While the murder investigation has been transferred to the Central Bureau of Investigation (CBI), Manipur police said their initial probe revealed that the missing 20-year-old man and 17-year-old girl may have eloped on July 6, but got trapped in an area dominated by the Kuki community while fleeing, after which they were allegedly abducted and murdered, reports The Hindustan Times.
The girl’s father has reportedly filed a complaint against Phijam Hemanjit Singh (20) for abducting his daughter.
The police investigation found that a new SIM card was inserted in the man’s mobile phone that was activated in Lamdan, a Kuki-dominated area, on July 7, a day after the two went missing.
A CBI team led by special director Ajay Bhatnagar will visit Imphal on Wednesday to investigate the case.
The state government suspended mobile internet and data services through VPN for five days till 7.45 pm on 1 October 2023.

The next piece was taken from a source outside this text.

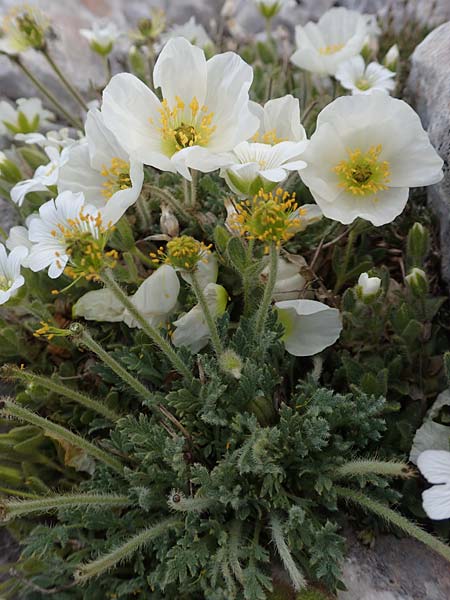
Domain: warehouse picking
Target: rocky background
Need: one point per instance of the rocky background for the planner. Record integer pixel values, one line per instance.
(394, 569)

An order issued by joint secretary (home) Mayengbam Veto Singh (on behalf of governor Anusuiya Uikey) mentioned that the move was taken “in view of prevailing law and order situation in the state” and to prevent “spread of disinformation, false rumours and other types of violent activities through social media platforms”.
The Manipur government on Tuesday said that all the government, aided and private unaided schools will be closed till Friday in view of the prevailing law and order situation in the state.
External Affairs Minister S Jaishankar also reacted to the incident on Tuesday saying that efforts are on in Manipur by the state and the central governments to find a way by which a sense of normalcy returns and there is adequate law-and-order enforcement.
Clashes broke out in Manipur first on May 3 in Churachandpur town after the protests by the Kuki and Meitei communities against the High Court's order asking the state government to consider the inclusion of the Meitei community in the category of Scheduled Tribes (ST).
Violence quickly consumed the state claiming the lives of more than 170 people and displacing another 50, 000, virtually dividing the state between the dominant Meitei community and the tribal Kuki group.
Meitei community lives in the plains and constitutes 53% of the state’s population, while the tribal Kuki group, which lives in the hill districts, makes up 16% of the state.